I recently bought a house that already had a (~2 year old) 12ft * 10ft shed in the backyard. Currently the shed just sits on some gravel. I plan on turning the shed into a 2 room sauna/changing room and want to secure it on a more permanent, level foundation. After much thought and research, I think the best approach would be a concrete pier/sonotube foundation. Seems simple enough... but I have a bunch of questions that perhaps someone could help with:

  1. How many and how far apart should the piers be spaced? The shed is currently sitting on 5 4x4 runners running the long way. Am I correct in the assumption that I should have piers supporting each runner? If the shed is 12 feet long - how many rows of 5 piers would I need?

  2. From inside the shed it appears that the floor is slightly sagging on the left side (you can kind of see it in the photo as well). Should I expect that to level out once it's properly supported on piers?

  3. I'm in PA, so I understand that the piers must go below the frost line - however, do I need to pour footings under the piers as well or will a shallow bed of gravel suffice?

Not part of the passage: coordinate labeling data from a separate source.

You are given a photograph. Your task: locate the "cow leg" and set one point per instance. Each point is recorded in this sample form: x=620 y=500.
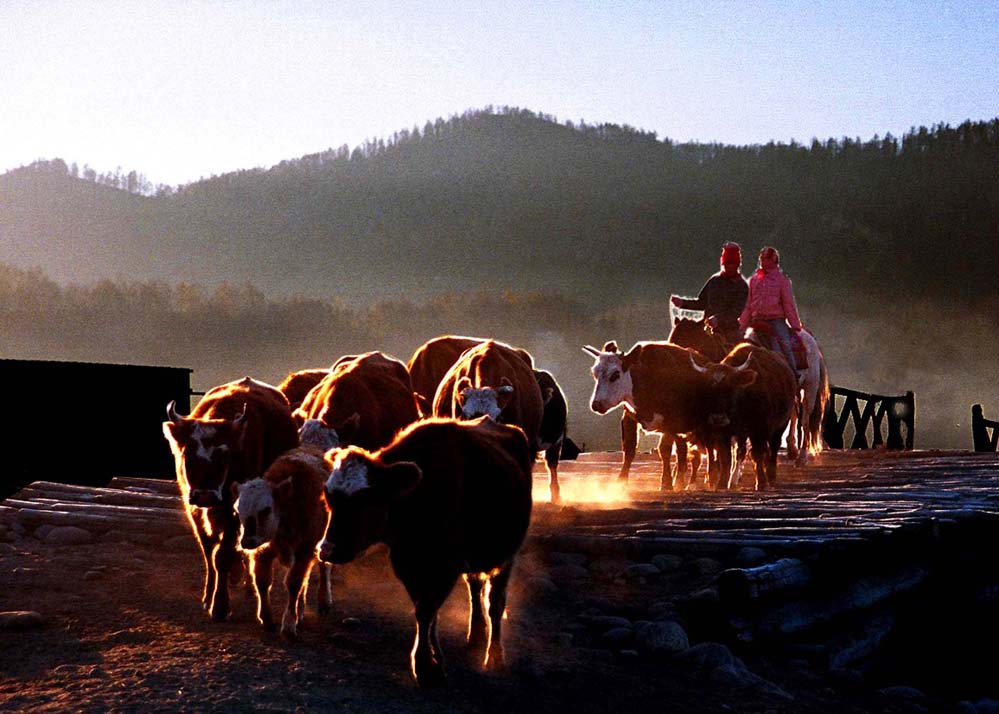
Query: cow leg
x=207 y=547
x=325 y=589
x=668 y=477
x=724 y=465
x=478 y=630
x=223 y=557
x=261 y=572
x=740 y=459
x=552 y=455
x=792 y=430
x=629 y=443
x=426 y=659
x=772 y=458
x=760 y=456
x=297 y=583
x=497 y=606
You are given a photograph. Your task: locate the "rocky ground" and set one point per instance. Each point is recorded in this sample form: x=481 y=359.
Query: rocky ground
x=113 y=623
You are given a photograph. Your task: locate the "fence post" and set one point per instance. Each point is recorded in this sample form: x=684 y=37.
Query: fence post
x=979 y=432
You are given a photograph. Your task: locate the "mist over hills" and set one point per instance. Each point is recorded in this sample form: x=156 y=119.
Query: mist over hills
x=509 y=199
x=547 y=235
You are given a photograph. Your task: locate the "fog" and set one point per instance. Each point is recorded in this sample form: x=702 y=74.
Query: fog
x=226 y=332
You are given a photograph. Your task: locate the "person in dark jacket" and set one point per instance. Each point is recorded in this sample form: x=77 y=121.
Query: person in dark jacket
x=723 y=297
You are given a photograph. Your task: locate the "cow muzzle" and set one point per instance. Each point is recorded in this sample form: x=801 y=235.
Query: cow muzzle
x=599 y=407
x=332 y=553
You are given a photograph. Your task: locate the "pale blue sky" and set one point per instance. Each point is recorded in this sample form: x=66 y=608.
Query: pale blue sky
x=180 y=90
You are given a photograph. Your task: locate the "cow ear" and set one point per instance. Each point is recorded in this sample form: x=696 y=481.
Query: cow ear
x=398 y=479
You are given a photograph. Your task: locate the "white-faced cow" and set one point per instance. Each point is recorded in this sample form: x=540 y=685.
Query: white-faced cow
x=450 y=499
x=658 y=385
x=751 y=394
x=297 y=384
x=431 y=361
x=366 y=399
x=283 y=516
x=234 y=433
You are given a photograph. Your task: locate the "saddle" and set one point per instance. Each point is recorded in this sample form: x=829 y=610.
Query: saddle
x=767 y=338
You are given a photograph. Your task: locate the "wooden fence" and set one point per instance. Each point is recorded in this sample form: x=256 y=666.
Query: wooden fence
x=984 y=432
x=878 y=412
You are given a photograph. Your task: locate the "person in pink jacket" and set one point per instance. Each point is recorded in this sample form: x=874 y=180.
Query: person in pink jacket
x=771 y=300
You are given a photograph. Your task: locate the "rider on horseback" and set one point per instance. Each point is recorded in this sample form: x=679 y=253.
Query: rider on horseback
x=771 y=301
x=723 y=297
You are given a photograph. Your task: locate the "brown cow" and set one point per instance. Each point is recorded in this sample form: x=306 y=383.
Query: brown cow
x=431 y=361
x=751 y=395
x=449 y=498
x=297 y=384
x=657 y=383
x=366 y=399
x=493 y=379
x=234 y=433
x=282 y=515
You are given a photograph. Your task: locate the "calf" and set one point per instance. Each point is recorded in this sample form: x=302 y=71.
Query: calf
x=234 y=433
x=282 y=516
x=366 y=399
x=450 y=499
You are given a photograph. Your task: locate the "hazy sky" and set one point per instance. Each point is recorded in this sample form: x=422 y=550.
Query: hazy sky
x=180 y=90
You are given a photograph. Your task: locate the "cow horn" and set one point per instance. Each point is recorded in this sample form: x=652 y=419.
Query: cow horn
x=699 y=368
x=172 y=414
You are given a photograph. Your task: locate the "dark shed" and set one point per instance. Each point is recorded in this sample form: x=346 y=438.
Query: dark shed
x=84 y=423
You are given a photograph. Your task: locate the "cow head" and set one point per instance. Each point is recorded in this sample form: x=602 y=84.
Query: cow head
x=359 y=495
x=484 y=401
x=724 y=387
x=613 y=379
x=346 y=430
x=314 y=432
x=203 y=451
x=255 y=506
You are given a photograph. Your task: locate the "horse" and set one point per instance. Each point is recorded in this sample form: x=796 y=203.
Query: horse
x=804 y=438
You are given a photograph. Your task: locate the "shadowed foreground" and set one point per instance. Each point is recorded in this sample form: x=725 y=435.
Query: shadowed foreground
x=676 y=602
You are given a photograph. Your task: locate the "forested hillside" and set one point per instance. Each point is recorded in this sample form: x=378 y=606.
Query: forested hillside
x=509 y=224
x=507 y=199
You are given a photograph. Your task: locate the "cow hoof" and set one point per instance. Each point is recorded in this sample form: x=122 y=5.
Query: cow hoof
x=290 y=634
x=432 y=678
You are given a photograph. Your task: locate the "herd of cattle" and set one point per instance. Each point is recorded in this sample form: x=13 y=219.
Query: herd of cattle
x=434 y=459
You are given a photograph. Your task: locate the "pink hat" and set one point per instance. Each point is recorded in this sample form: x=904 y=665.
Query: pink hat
x=731 y=253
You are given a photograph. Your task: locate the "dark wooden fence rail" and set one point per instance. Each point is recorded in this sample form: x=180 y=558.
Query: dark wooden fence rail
x=877 y=411
x=984 y=432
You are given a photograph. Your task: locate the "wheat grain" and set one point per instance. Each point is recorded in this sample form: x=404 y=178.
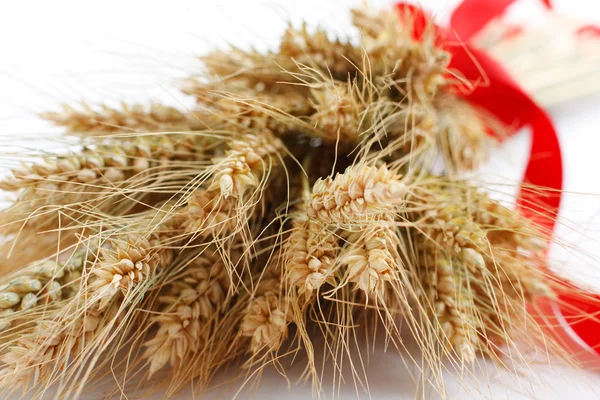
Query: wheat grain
x=189 y=304
x=359 y=194
x=127 y=119
x=372 y=258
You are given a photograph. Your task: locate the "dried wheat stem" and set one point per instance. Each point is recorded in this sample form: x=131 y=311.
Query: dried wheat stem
x=451 y=307
x=39 y=284
x=244 y=164
x=107 y=163
x=309 y=254
x=359 y=194
x=126 y=261
x=372 y=258
x=52 y=345
x=188 y=305
x=316 y=50
x=410 y=68
x=128 y=119
x=268 y=315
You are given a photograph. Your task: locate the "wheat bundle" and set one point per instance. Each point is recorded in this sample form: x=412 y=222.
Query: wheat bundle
x=296 y=203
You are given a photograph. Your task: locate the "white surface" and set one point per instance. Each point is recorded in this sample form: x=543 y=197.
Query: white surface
x=107 y=51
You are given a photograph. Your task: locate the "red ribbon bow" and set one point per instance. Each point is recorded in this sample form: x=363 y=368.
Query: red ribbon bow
x=571 y=318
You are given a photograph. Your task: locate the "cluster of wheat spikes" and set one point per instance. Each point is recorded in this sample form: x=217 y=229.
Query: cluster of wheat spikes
x=296 y=200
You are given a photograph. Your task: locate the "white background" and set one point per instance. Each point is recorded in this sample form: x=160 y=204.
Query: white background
x=60 y=51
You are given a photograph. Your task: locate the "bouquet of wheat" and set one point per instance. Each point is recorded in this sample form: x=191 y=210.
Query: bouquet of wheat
x=297 y=204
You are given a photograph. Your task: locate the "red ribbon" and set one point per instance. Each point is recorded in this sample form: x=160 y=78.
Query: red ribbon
x=571 y=318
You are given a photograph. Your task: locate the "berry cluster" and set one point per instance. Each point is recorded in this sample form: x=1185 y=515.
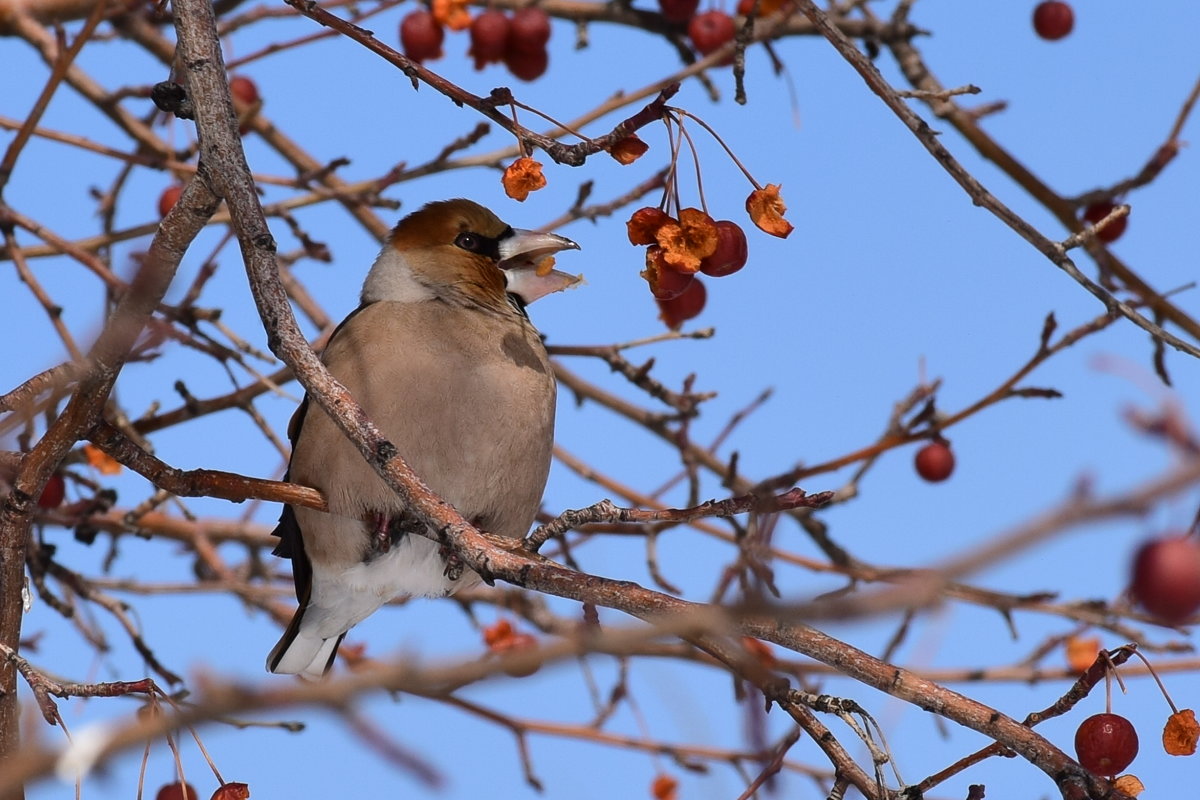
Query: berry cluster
x=681 y=247
x=519 y=41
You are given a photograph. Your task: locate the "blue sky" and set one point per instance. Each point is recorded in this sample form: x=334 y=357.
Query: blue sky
x=891 y=274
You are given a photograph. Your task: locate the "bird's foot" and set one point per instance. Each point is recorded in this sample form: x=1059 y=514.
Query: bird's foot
x=381 y=533
x=455 y=566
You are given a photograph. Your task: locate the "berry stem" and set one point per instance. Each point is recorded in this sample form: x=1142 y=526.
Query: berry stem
x=525 y=151
x=671 y=182
x=1153 y=674
x=720 y=142
x=695 y=158
x=550 y=119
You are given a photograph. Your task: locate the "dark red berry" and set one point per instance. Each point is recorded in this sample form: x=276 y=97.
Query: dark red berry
x=689 y=304
x=645 y=223
x=678 y=11
x=1053 y=19
x=527 y=65
x=529 y=30
x=244 y=90
x=53 y=493
x=420 y=35
x=168 y=198
x=489 y=35
x=935 y=462
x=731 y=251
x=711 y=31
x=514 y=645
x=1111 y=232
x=1167 y=577
x=177 y=792
x=1105 y=744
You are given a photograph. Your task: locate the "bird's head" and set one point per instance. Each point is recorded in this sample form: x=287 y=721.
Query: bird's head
x=459 y=250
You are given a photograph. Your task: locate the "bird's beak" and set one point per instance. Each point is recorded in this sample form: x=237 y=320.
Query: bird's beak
x=520 y=258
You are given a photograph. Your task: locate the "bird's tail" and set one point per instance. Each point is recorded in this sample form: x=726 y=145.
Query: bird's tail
x=299 y=653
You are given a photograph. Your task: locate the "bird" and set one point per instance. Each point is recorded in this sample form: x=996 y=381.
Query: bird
x=442 y=355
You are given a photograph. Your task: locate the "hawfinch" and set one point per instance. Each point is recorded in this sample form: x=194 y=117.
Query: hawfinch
x=442 y=356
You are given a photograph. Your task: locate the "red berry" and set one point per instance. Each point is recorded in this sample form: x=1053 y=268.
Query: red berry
x=689 y=304
x=1167 y=577
x=527 y=65
x=711 y=31
x=935 y=462
x=678 y=11
x=53 y=493
x=420 y=35
x=529 y=30
x=489 y=34
x=1111 y=232
x=665 y=283
x=514 y=645
x=244 y=90
x=645 y=223
x=168 y=198
x=1105 y=744
x=1053 y=19
x=177 y=792
x=731 y=251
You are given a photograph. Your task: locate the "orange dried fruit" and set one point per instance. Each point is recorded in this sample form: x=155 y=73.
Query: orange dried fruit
x=629 y=149
x=522 y=176
x=766 y=209
x=689 y=241
x=451 y=13
x=1181 y=733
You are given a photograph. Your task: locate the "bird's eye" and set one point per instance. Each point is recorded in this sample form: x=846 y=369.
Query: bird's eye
x=469 y=242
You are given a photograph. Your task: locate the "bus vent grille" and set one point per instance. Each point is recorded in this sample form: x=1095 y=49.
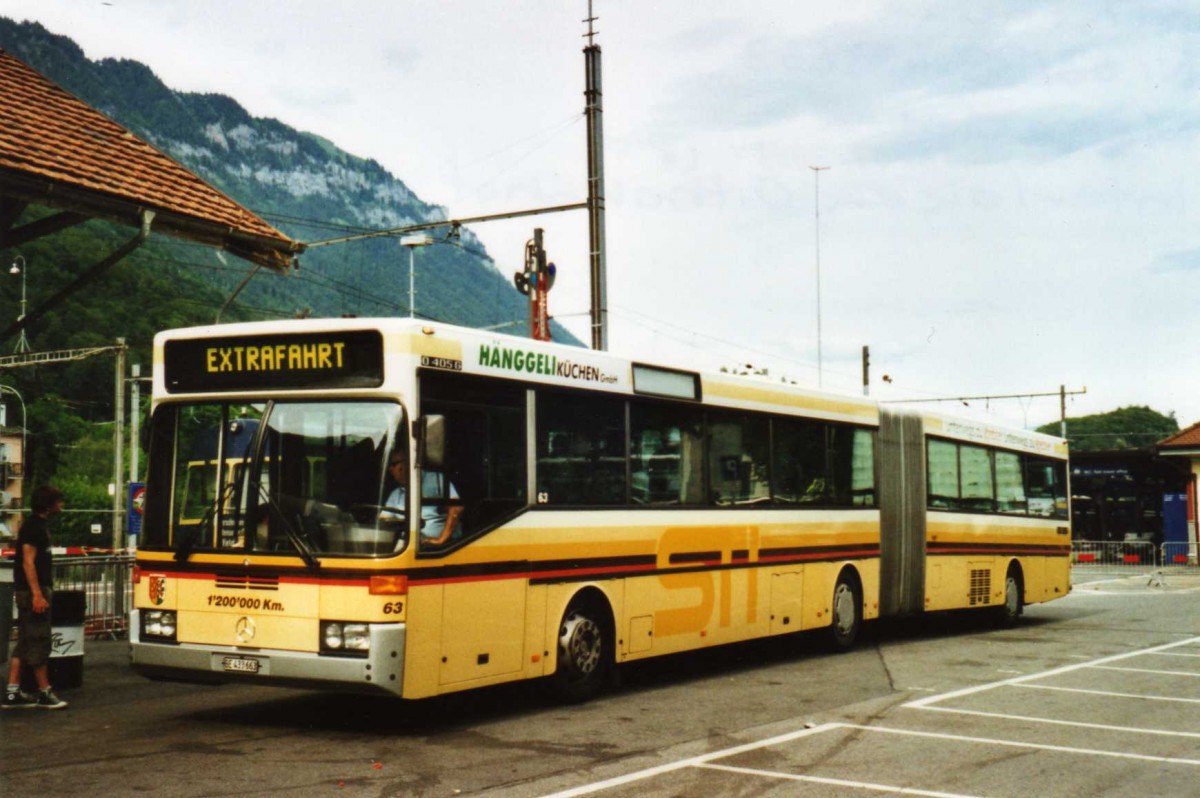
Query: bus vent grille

  • Do you have a plan for pouring new piers under the floor where the 3 4X4s run under the shed? FWIW, I would place the piers every 4 ft part under each 4X4. If you don't raise the floor to make it flat, it will not happen all by itself.
    – Jack
    Aug 30, 2018 at 6:07
  • @Jack There are 5 4x4s actually, but yes - I plan to move the shed away from where it's standing now, level everything, dig the holes and pour the piers. Then I will raise up the shed onto the piers. 4ft apart would be 4 rows of 5 piers then for a total of 20 - seems like a bit overkill, however, can a 4x4 safely span 6ft unsupported if I only do 3 rows? Regarding the floor - my hope would that once the 4x4's are sitting on level piers it would force it back into shape.
    – Yev
    Aug 30, 2018 at 14:41
  • batsplatsterson has the right idea about the beams below...
    – Jack
    Aug 30, 2018 at 14:53

2 Answers 2


Digging a little deeper and setting the piers on gravel seems to help them heave less, but if you go below the frost line they should be pretty solid.
Digging to that depth by hand is slow work, the first foot is cake, the second foot a little slower, the third foot quite slow, the fourth foot is like digging with a table spoon.

You could support the five 4x4 rails with a post / pier at either end, and one in the middle; that's 15 piers, a lot of work. It will be practically like digging three 10' footers.

You could use six piers, four in the corners, plus one in the middle of the 12' sides, and build three 10' beams on 12' rim joists. That's a manageable amount of digging and building piers but you have to frame the joists / beams and the shed's going to sit higher, you'll need to build a ramp.

I think because the shed was made to set on a level surface, you're going to be better off pouring a pad.

  • 1
    I agree. Being a shed, the sub-floor design did not need to meet building code standards for strength and support. Putting it on piers without it having been engineered for that is not something I would do. I'd pour a slab for it. You didn't ask, but in my opinion this is a poor choice for a sauna. The exterior walls are usually press board and not likely to hold up under heat and excess water vapor. But it's your shed...
    – JRaef
    Aug 30, 2018 at 20:08
  • @J.Raefield the exterior walls are T1-11 which from my understanding is similar construction to plywood.
    – Yev
    Aug 31, 2018 at 5:11
  • @batsplatsterson what size lumber should I use for the 10' beams and 12' rim joists?
    – Yev
    Aug 31, 2018 at 5:24
  • @yev - I am getting 3-ply 2x8's to span 10' for the beams, so 2x8's for the rim joist. The rim joists would not be doubled, the beams are carrying the weight, the 4x4's rest on the beams. The rim joists kind of just hold the beams in place. Aug 31, 2018 at 9:41

If i was doing it. Jack it up were you can get logs or rollers, under to pull out of way. Dig or have hole dug ,pour a footing. Then add block wall.Have trenches also for ...water and electric. fill in with back fill. Form on the outside 4 to 5 inch slab. let it set up. Then pull back on to slab , 4x4 on slab ,the are not going to bounce sag solid . Drill into slab anchor shed. As you pour fill block cells . I think trying to dig tubes,, then setting shed it is going to be tough and shed broken. plus joist under sized still have to fix that... hope this helps.